There is a very close relationship between what is happening to the poor and the work of justice.
We talk about the real poor as the materially poor, those who do not enjoy the good things of the earth freely, and in a measure that is adequate to their human dignity.
There are the poor by conviction. They are the people who are not born poor, but choose a life of poverty in order to be close to the poor and share their hopes and their struggle.
There are the poor in spirit, the anawim, of the Bible. They are the people who recognize and accept their dependence on God and who serve Him faithfully.

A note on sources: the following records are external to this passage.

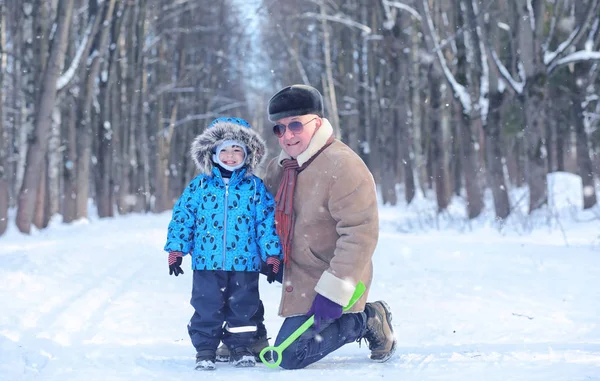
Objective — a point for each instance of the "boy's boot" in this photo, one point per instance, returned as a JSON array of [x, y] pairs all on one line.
[[380, 334], [205, 359], [241, 357]]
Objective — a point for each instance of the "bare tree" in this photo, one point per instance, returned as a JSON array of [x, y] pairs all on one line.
[[4, 185], [47, 96]]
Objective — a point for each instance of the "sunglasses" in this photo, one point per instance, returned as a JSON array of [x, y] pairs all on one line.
[[296, 127]]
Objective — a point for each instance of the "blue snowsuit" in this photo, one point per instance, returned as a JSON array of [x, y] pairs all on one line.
[[229, 229]]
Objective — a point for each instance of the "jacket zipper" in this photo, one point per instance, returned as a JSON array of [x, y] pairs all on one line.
[[225, 225]]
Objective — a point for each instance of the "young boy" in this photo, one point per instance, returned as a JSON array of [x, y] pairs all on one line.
[[225, 219]]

There is a cry in the world. It is the cry of every human being. It is also the cry of the whole of creation (Romans 8). God is revealed in the Scriptures as the God who hears the cry of the poor (Exodus 3:8). The cry that we encounter in the scripture and the cry in creation may be related to the cry that St. Paul describes when he talks about the cry that is given by the Holy Spirit, the cry that is too deep for words (Romans 8:26). To recognize that deepest cry, wherever it occurs, and to listen to it, becomes the definition of the prophetic task of the Christian. There is a cry also deep in the heart of the Gospel, the cry of Jesus, mourning over Jerusalem, searching for God at the moment of death. That too is the cry to which we are called to listen.